RABBI YITZCHOK FELDMAN
SILICON VALLEY RABBI
Rabbi Yitzchok Feldman grew up in Evanston, IL, and attended its public schools. He spent two years at Trinity College in Hartford, CT, in its Guided Studies Program in the Humanities, then two years as an English major at Yale. Between those two schools, he spent three months in a yeshiva in Jerusalem. He returned to Jerusalem after college and spent 10 years learning in various yeshivas. He has been the rabbi of Congregation Emek Beracha in Palo Alto, CA, since 1995.
On One Foot
RABBI YITZCHOK FELDMAN
The first elevator pitch for God seems to be a well-known story from the ancient world. “Teach me all you know,” a potential convert asked the Sages, “while I am standing on one foot.” One teacher rejected the challenge out of hand but another accepted it. In the ancient world, elevator rides were short. That teacher boiled it down to a few words: “What to you is hateful, don’t do to anyone else.

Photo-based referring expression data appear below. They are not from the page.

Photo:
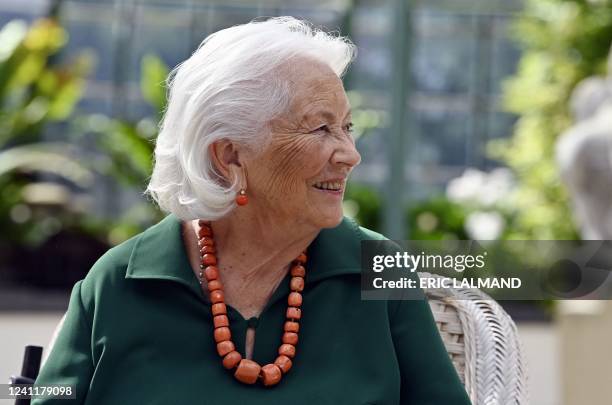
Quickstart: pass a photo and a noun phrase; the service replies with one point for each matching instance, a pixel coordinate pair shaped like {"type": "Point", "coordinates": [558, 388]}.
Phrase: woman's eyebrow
{"type": "Point", "coordinates": [330, 116]}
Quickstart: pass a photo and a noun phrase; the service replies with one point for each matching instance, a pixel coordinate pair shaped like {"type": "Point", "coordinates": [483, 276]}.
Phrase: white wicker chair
{"type": "Point", "coordinates": [482, 342]}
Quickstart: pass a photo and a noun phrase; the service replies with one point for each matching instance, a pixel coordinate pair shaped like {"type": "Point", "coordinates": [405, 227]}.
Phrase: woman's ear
{"type": "Point", "coordinates": [226, 160]}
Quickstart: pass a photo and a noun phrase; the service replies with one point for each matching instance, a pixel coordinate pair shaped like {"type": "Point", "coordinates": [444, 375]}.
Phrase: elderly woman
{"type": "Point", "coordinates": [248, 292]}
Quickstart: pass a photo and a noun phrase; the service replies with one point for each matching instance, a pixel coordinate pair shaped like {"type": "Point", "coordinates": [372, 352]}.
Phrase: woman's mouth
{"type": "Point", "coordinates": [332, 187]}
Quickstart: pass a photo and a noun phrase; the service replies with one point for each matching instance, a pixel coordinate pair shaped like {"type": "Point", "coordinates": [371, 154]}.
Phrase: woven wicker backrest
{"type": "Point", "coordinates": [481, 340]}
{"type": "Point", "coordinates": [483, 344]}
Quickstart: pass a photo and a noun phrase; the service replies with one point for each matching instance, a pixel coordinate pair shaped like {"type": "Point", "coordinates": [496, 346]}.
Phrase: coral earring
{"type": "Point", "coordinates": [241, 198]}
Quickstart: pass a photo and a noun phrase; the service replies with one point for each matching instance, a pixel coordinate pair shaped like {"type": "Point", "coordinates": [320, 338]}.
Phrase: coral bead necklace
{"type": "Point", "coordinates": [249, 371]}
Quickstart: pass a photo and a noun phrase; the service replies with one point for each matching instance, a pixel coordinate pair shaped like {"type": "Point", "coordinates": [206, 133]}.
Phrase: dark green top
{"type": "Point", "coordinates": [138, 330]}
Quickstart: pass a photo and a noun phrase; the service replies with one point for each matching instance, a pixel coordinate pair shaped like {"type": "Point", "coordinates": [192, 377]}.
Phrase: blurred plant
{"type": "Point", "coordinates": [34, 92]}
{"type": "Point", "coordinates": [564, 42]}
{"type": "Point", "coordinates": [128, 149]}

The rest is commentary – go and learn.”
Most people think that brevity is the point of the exchange. But there’s another approach. A person on one foot is not just someone who cannot balance for long. It is also a person ascending, reaching. It is someone asking, “Can you teach me how to climb spiritually?”

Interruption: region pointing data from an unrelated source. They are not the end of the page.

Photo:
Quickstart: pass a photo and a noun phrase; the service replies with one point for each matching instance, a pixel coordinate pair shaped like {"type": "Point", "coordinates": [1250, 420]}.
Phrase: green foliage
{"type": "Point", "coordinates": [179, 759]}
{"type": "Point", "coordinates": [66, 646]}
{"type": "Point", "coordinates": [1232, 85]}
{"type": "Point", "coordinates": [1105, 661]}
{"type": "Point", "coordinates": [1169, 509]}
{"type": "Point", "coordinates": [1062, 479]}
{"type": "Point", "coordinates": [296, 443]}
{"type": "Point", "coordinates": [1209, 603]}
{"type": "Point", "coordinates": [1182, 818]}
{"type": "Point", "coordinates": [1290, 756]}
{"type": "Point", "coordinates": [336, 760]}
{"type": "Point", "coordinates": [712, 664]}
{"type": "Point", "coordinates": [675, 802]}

People choose belief systems based on many factors, but the most elemental issue is the will to believe. That is the source of one’s aspirations – to be decent, to be of service, to be spiritually transformative. A potential convert is at the very beginning of the journey. But candidates show up because they sense that there is a path of ascension.

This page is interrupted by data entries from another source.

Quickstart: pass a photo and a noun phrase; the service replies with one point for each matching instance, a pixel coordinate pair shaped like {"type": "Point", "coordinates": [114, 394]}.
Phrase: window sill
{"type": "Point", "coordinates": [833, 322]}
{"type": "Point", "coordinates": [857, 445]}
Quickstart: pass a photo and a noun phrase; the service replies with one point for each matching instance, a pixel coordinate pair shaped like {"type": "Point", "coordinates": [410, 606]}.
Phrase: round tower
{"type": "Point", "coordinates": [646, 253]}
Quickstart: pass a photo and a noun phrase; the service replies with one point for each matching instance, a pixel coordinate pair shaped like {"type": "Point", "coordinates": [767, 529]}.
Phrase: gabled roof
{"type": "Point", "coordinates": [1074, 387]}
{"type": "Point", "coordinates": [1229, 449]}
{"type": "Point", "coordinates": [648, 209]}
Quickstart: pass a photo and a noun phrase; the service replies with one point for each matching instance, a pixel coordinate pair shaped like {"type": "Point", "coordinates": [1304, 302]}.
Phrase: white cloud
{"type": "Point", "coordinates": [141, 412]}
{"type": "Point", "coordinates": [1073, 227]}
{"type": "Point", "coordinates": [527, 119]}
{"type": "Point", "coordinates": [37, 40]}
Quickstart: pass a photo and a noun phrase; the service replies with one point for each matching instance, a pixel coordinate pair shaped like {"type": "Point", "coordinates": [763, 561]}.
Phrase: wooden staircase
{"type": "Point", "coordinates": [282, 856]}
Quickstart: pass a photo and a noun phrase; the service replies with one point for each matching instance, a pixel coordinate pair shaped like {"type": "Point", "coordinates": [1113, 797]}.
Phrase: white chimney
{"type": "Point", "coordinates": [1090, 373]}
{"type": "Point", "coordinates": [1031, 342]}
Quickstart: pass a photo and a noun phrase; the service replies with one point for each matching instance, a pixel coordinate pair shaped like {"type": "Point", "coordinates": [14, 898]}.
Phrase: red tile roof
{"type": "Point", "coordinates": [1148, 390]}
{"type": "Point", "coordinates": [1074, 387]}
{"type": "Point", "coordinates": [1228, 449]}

Proofs of God’s existence in a mathematical sense are a fool’s errand. Those who think they have found them are sometimes dangerous. Equations govern many things in the universe but not the human world full of free choice. The search for proof arises out of an encounter with honest skepticism, an understandable phase. But the skeptic must ultimately decide.
Not just skeptics but everyone needs to decide: Do they want to pursue the world beyond equations? If not, the search never begins. If so, it begins simply: Don’t do anything that is hateful. This is phrased in the negative because the first rule is not to deteriorate. Duly warned, one can begin the journey into the positive, into that which is creative and purposeful. That journey must be informed by learning.
I came upon the world of spiritual learning as an adult, or, more accurately, when I was no longer an uninformed child. I had read some of the Great Books and was aware that libraries held more. I knew that the ancients weren’t silly but I was indifferent to religion. I met someone who told me that anyone alive today is a product of thousands of years of spiritual living stretching back to the ancient world when people were always aware of the Divine. Someone in your family, he said, decided not to adhere to that system for whatever reason. You have inherited the consequences of that choice. He or she decided on the basis of some knowledge; you, on the other hand, are ignorant. At least put yourself in the position of the person who made an informed choice. Go and learn what you don’t know.
Go and learn, indeed. And from there, I learned that one can choose to try to ascend. We will stumble, we might deteriorate, but we can choose to resume the climb.